Regarding the Hong Kong Special Administrative Region, the Committee welcomed the enactment of the Independent Police Complaints Council Ordinance in 2008 and the new Guidelines on Searching of Detained Persons. The Committee was concerned that there was still no legal regime governing asylum and establishing a fair and efficient refugee status determination procedure. It recommended that Hong Kong continue to take steps to establish a fully independent mechanism mandated to receive and investigate complaints on police misconduct.

With respect to Montenegro, the Committee welcomed the adoption of the Law on Protection of Rights of Mental Health Patients and the establishment of the Council for the Protection of Rights of Mental Health Patients in 2006. It was concerned that the legal status of a large number of “displaced persons” from Croatia and Bosnia Herzegovina and “internally displaced persons” from Kosovo had not yet been regularized. The Committee recommended that Montenegro expedite its investigation of war crimes, and ensure that all perpetrators were brought to justice.

With reference to Belgium, the Committee welcomed the adoption of minimal standards for places of detention and the requirement to keep a chronological log of detentions. It was seriously concerned about the insufficient guarantee for minors to a lawyer or other guardian during initial interrogations by the police. Concern was expressed at the lack of sufficient inspections in prisons, as well as the unsuitable or dilapidated condition of the buildings, and an increase in inter-prisoner violence.

Among welcome developments in Kenya were the closing of the infamous Nyayo House torture chambers and the recent establishment of the Police Oversight Board. The Committee noted with deep concern the numerous and consistent allegations of widespread use of torture and ill-treatment of suspects in police custody. Regarding reports of disproportionate use of force and widespread torture by members of the police during the 2007-2008 post-election violence, including gang rape, and the allegations of mass arrests, persecution, torture and unlawful killings by the military in the Mount Elgon region in March 2008, the Committee requested Kenya to take immediate action to ensure prompt, impartial and effective investigations and to ensure that victims were adequately compensated.

In addition to reviewing country reports in public session, the Committee considered in private meetings information appearing to contain well-founded indications that torture was being systematically practiced in the territories of some States parties. It also examined communications from individuals claiming to be victims of violations by States parties of the provisions of the Convention. Such communications are accepted only if they concern the 62 States that have declared the Committee competent to receive complaints under article 22 of the Convention.
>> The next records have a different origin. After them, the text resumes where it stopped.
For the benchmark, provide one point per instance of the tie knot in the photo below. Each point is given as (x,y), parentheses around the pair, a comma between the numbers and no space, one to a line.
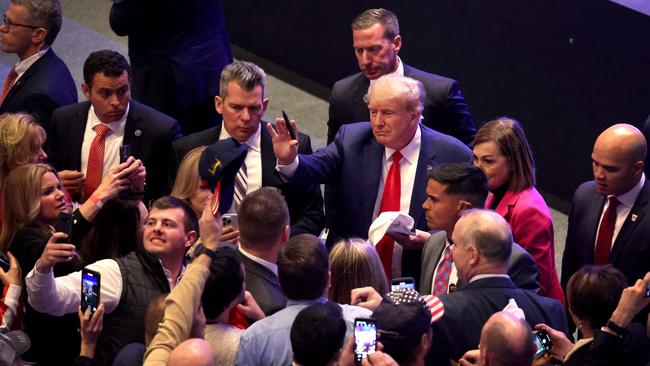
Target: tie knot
(102,130)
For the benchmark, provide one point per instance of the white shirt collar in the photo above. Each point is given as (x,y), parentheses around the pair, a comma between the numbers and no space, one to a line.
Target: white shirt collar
(628,198)
(117,127)
(270,265)
(253,142)
(411,151)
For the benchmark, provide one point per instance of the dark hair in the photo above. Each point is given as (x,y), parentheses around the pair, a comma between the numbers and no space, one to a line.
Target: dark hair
(508,135)
(317,334)
(263,215)
(593,293)
(303,267)
(190,221)
(107,62)
(462,179)
(224,284)
(117,230)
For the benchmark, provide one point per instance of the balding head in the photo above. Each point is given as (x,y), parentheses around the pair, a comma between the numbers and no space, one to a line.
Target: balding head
(194,351)
(482,244)
(618,159)
(507,341)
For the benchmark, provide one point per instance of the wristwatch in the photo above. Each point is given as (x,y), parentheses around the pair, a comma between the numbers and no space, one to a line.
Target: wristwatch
(202,249)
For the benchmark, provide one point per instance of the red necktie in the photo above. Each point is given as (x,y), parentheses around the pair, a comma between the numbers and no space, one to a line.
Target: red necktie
(96,160)
(441,282)
(390,202)
(606,233)
(9,82)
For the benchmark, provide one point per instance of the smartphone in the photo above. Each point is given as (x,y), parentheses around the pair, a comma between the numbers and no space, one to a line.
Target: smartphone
(90,286)
(125,152)
(365,338)
(230,219)
(292,133)
(402,282)
(543,341)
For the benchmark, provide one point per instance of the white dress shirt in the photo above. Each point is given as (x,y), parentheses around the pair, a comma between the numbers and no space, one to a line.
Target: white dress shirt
(112,141)
(626,200)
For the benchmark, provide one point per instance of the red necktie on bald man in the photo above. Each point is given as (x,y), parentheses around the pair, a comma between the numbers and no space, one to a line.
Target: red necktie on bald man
(390,201)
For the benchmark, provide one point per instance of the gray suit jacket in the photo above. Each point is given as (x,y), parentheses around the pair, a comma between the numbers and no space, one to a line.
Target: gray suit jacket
(522,268)
(264,286)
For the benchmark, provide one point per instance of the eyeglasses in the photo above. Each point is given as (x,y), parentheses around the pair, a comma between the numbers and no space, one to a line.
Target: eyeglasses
(10,24)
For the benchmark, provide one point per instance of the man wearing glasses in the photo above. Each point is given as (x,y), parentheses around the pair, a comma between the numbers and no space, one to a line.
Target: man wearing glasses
(40,82)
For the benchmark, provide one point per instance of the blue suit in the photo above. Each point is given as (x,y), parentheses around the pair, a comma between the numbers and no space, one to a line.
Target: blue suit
(352,163)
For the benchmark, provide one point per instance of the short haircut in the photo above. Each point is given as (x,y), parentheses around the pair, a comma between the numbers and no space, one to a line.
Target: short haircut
(224,284)
(489,233)
(190,221)
(153,316)
(317,334)
(108,62)
(462,179)
(408,90)
(593,293)
(44,13)
(381,16)
(262,215)
(303,267)
(508,135)
(20,139)
(246,74)
(355,263)
(187,178)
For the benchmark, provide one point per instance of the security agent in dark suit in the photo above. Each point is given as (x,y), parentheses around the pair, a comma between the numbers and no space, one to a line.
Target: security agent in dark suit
(148,132)
(618,161)
(482,247)
(376,41)
(452,189)
(43,80)
(242,105)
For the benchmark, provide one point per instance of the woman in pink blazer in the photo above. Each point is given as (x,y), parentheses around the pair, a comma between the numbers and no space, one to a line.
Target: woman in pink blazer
(502,152)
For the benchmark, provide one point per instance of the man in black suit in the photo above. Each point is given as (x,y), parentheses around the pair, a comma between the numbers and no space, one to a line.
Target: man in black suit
(376,41)
(452,189)
(40,82)
(148,132)
(263,230)
(242,104)
(481,250)
(617,161)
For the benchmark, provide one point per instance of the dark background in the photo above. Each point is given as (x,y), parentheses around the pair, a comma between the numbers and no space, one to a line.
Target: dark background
(565,69)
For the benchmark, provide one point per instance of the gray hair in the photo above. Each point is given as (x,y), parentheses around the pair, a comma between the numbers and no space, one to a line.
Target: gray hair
(381,16)
(44,13)
(246,74)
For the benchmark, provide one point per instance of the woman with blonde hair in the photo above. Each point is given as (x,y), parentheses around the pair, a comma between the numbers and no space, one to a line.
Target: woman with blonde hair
(355,263)
(502,152)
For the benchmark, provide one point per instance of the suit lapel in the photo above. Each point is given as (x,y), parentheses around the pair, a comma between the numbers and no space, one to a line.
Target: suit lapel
(633,219)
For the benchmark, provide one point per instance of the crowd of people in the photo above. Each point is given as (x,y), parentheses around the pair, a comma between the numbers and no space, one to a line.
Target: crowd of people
(219,247)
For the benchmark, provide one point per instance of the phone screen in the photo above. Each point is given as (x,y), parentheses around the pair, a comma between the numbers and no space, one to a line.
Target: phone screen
(400,283)
(543,341)
(365,335)
(90,282)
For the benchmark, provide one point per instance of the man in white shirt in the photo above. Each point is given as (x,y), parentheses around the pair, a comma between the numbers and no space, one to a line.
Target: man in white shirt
(128,283)
(40,82)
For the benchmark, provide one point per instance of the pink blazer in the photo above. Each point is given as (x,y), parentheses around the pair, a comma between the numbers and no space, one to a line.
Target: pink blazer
(532,228)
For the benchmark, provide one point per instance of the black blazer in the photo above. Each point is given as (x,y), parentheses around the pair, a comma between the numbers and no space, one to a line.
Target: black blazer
(467,310)
(305,201)
(445,109)
(45,86)
(148,132)
(521,268)
(631,251)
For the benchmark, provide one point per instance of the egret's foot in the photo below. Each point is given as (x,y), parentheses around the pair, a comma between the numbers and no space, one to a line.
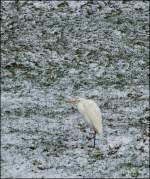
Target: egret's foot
(91,146)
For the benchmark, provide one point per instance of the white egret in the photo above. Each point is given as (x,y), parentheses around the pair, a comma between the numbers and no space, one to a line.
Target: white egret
(91,112)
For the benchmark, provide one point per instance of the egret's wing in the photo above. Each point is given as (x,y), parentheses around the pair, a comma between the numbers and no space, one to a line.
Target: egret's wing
(93,114)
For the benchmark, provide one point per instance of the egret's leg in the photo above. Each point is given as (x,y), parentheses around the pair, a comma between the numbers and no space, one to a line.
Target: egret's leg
(94,138)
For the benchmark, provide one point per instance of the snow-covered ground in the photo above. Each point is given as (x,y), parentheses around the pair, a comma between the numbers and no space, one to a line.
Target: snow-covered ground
(55,50)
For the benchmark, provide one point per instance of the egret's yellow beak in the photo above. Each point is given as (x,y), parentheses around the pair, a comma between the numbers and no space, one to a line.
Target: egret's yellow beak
(74,101)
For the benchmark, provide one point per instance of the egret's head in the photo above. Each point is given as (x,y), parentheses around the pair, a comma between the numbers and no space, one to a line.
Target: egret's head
(73,101)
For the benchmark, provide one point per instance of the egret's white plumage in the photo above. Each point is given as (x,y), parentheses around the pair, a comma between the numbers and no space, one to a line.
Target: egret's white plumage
(91,112)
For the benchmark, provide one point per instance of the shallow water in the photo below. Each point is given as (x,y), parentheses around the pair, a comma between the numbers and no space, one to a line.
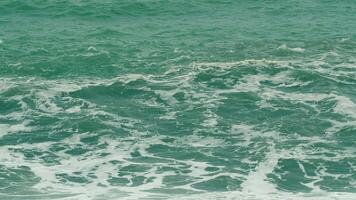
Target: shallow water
(150,99)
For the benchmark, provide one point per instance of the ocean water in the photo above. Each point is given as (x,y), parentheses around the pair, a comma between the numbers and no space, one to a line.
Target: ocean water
(177,99)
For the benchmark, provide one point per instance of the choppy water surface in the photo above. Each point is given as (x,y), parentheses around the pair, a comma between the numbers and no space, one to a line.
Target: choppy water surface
(150,99)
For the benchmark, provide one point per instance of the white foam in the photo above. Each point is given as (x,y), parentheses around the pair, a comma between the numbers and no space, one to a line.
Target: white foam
(296,49)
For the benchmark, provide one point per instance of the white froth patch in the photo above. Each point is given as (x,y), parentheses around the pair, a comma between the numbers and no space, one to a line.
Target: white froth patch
(296,49)
(254,62)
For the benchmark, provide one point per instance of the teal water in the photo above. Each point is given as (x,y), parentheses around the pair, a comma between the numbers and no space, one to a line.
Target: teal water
(176,99)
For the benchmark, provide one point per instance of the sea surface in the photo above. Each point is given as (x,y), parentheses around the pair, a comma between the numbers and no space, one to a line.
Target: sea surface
(178,99)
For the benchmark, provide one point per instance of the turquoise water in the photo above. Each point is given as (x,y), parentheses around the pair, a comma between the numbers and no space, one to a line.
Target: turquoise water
(176,99)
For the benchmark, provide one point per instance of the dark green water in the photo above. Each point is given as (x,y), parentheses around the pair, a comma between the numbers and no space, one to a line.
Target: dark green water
(176,99)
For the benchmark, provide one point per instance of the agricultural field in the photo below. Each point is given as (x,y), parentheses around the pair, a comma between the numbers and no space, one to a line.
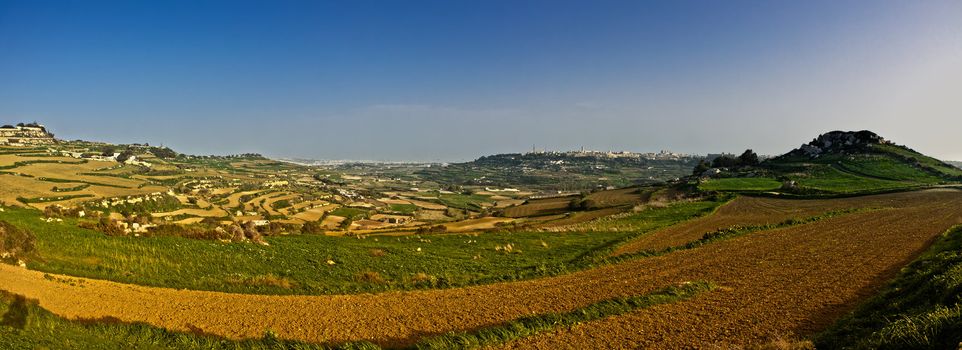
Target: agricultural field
(870,236)
(335,256)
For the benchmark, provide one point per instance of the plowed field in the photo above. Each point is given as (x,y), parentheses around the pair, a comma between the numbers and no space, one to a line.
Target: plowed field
(760,211)
(783,282)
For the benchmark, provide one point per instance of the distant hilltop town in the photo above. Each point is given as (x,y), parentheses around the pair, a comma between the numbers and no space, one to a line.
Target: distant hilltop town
(25,135)
(661,155)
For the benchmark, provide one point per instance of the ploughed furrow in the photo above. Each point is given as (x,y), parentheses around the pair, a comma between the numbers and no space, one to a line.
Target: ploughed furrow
(788,281)
(760,211)
(779,284)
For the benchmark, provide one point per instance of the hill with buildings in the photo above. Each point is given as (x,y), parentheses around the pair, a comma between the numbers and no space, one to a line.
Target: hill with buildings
(25,134)
(838,162)
(574,170)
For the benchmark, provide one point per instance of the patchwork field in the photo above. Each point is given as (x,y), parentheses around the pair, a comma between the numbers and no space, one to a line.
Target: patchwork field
(804,277)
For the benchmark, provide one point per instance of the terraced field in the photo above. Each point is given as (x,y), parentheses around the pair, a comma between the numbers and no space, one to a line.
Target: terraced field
(778,283)
(745,211)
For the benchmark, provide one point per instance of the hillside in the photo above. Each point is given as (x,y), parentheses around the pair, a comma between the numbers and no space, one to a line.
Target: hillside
(25,134)
(840,162)
(564,170)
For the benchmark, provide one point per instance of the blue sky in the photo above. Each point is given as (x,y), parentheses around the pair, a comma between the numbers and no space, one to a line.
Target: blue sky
(454,80)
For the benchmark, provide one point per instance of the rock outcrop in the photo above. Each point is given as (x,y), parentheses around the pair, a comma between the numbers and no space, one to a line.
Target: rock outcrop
(839,142)
(25,134)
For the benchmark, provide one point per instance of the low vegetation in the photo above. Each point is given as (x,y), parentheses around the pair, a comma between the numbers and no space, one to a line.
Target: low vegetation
(920,309)
(318,264)
(25,325)
(532,325)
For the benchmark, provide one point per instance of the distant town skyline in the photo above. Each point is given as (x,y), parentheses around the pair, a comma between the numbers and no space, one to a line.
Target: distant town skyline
(452,81)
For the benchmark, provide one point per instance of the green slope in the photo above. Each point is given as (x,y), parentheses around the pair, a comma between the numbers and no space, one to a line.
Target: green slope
(867,166)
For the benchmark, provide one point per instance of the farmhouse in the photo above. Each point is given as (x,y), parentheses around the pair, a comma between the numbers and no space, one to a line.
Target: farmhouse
(24,135)
(391,219)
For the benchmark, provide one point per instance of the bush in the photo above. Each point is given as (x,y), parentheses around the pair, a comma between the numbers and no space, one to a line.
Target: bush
(15,243)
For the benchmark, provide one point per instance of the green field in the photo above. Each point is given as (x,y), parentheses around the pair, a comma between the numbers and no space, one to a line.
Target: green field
(403,208)
(920,309)
(316,264)
(740,184)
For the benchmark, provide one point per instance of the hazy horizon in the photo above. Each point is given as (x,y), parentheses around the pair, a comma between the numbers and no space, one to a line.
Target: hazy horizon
(452,81)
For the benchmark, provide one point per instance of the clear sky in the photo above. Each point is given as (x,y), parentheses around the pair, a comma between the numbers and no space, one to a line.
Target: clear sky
(453,80)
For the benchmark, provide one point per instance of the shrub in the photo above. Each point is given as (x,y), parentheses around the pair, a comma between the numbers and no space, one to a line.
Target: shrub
(371,277)
(15,243)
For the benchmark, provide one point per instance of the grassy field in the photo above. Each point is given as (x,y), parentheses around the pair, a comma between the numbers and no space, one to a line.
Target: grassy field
(308,264)
(25,325)
(920,309)
(741,184)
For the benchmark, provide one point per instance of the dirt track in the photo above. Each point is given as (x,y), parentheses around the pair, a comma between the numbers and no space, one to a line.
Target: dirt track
(760,211)
(781,282)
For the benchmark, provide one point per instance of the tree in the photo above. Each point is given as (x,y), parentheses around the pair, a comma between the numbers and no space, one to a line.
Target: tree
(312,227)
(724,162)
(701,168)
(748,158)
(126,154)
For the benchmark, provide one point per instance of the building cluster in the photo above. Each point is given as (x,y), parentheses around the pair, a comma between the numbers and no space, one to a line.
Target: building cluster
(661,155)
(25,135)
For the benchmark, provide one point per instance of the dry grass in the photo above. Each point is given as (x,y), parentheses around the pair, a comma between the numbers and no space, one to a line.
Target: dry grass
(371,277)
(539,207)
(784,344)
(268,280)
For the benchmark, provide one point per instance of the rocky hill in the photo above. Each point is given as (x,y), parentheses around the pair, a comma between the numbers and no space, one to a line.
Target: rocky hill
(840,162)
(840,142)
(25,135)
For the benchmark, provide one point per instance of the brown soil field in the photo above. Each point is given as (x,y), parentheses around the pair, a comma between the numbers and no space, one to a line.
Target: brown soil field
(504,203)
(758,211)
(212,212)
(427,205)
(13,186)
(778,283)
(271,210)
(431,215)
(619,197)
(475,224)
(393,201)
(584,216)
(315,213)
(255,203)
(536,207)
(234,199)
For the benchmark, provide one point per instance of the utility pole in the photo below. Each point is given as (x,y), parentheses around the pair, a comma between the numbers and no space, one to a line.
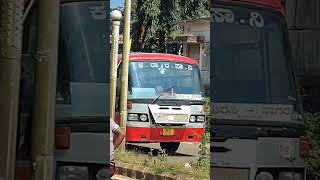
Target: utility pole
(43,123)
(11,26)
(125,67)
(116,17)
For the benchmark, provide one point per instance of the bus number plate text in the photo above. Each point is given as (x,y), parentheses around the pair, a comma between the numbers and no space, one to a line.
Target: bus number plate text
(168,132)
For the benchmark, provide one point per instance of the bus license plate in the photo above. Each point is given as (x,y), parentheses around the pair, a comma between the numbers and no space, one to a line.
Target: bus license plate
(168,132)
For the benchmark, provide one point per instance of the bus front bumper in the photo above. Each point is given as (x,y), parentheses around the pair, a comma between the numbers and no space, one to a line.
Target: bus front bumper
(143,134)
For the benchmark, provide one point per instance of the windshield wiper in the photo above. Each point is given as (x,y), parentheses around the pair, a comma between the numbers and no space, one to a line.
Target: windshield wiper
(156,99)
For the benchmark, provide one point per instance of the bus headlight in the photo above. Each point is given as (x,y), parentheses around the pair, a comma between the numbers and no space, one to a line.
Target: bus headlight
(133,117)
(143,117)
(290,176)
(192,118)
(264,176)
(200,118)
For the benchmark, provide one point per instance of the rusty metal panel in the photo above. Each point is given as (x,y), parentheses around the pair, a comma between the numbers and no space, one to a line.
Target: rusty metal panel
(308,14)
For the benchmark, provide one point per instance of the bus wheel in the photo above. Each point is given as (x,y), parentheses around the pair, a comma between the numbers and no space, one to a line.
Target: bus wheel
(170,147)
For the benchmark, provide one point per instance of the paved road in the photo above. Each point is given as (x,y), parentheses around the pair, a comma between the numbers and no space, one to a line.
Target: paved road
(187,152)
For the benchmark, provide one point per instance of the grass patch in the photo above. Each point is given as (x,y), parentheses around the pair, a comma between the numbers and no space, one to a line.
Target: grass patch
(159,165)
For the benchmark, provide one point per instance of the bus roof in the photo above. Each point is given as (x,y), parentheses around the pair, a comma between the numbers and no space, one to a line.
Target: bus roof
(271,4)
(136,57)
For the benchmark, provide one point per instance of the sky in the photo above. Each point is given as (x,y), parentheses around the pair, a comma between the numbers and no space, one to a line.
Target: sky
(116,3)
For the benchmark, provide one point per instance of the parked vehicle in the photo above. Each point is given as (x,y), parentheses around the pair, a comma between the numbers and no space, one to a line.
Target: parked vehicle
(165,100)
(258,131)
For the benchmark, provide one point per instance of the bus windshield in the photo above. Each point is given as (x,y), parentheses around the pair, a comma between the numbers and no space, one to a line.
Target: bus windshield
(149,79)
(250,58)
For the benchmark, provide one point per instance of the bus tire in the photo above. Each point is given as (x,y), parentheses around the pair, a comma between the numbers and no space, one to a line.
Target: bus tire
(170,147)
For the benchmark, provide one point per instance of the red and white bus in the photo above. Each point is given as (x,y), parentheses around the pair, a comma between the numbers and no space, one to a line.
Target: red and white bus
(165,100)
(258,131)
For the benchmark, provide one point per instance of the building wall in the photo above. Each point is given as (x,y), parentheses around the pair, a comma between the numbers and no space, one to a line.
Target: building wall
(303,18)
(202,28)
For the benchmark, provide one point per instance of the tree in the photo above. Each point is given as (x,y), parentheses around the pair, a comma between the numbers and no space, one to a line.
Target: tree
(155,20)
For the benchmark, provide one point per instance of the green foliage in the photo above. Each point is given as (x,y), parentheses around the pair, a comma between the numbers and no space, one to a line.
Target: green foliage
(155,20)
(312,123)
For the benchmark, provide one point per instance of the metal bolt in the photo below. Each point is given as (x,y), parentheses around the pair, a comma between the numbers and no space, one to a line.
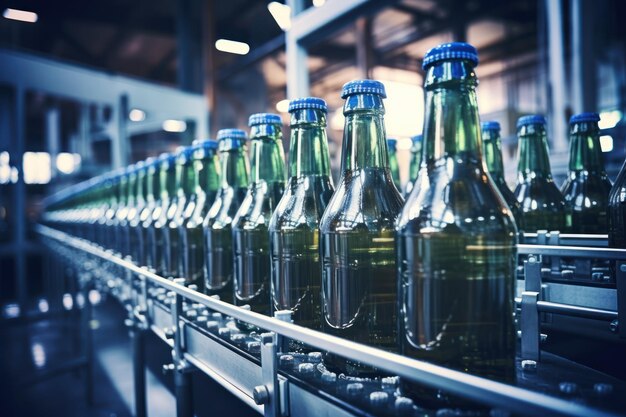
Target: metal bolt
(260,394)
(529,365)
(568,388)
(603,389)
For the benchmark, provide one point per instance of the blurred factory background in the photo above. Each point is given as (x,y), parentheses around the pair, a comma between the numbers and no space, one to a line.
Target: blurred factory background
(90,86)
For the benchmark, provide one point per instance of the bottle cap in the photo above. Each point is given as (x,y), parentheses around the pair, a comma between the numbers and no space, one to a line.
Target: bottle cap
(490,125)
(264,118)
(363,87)
(585,118)
(308,103)
(231,134)
(459,51)
(532,119)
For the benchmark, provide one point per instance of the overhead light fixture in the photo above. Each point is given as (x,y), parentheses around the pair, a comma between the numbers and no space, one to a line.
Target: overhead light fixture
(232,47)
(282,106)
(20,15)
(281,14)
(137,115)
(174,126)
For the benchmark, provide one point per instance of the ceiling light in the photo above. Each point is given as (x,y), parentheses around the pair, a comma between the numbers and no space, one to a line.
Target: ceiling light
(281,14)
(21,15)
(232,47)
(174,126)
(282,106)
(137,115)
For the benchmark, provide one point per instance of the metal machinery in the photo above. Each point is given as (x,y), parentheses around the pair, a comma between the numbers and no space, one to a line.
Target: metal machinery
(255,367)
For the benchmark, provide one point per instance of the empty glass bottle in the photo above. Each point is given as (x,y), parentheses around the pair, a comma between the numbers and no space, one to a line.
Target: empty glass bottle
(250,225)
(456,238)
(294,226)
(414,167)
(357,232)
(205,183)
(217,228)
(158,232)
(587,187)
(492,152)
(542,204)
(392,146)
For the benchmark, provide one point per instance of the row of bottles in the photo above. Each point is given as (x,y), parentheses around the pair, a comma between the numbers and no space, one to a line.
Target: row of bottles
(432,277)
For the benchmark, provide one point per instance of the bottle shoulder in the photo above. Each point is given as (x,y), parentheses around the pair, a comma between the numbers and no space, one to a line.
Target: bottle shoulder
(364,200)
Also at this session, on 18 November, the Committee held a meeting with the Subcommittee on Prevention of Torture in which it discussed areas of collaboration between the two bodies. In a similar vein, on the morning of 20 November, the Committee held an interactive dialogue with Manfred Nowak, the Special Rapporteur on torture and other cruel, inhuman or degrading treatment or punishment, to discuss synergies with the work of that mandate and the work of the Committee.

This afternoon, the Committee discussed follow-up to its concluding observations, hearing an oral presentation by Committee Expert Fernando Mariño Menendez on the status of follow-up for the United States, where he noted various exchanges of letters and "good faith" responses by the United States. He underscored that the dialogue was ongoing.

The Committee’s next session will be held from 27 April to 15 May 2009, during which it is scheduled to examine reports from Chad, Chile, Honduras, Israel, New Zealand, Nicaragua and the Philippines.

Conclusions and Recommendations on Country Reports

Lithuania

Having considered the second periodic report of Lithuania, the Committee noted with satisfaction the ongoing efforts at the State level to reform Lithuanian legislation, policies and procedures in order to ensure better protection of human rights. In particular, the Committee noted the Law on Equal Treatment and its 2007 Amendment, implementing the principle of equal treatment between persons irrespective of racial or ethnic origin; the Code of Conduct of Officers of the Prison Department and the 2004 Code of Ethics for Lithuanian Police Officials; the 2007 Concept of the Probation System in Lithuania and its implementation plan; the Mental Health Strategy approved by the Seimas (Parliament) on 3 April 2007; and the adoption by the Government on 18 June 2008 of the State Mental Health Strategy Implementation Programme for 2008-2010.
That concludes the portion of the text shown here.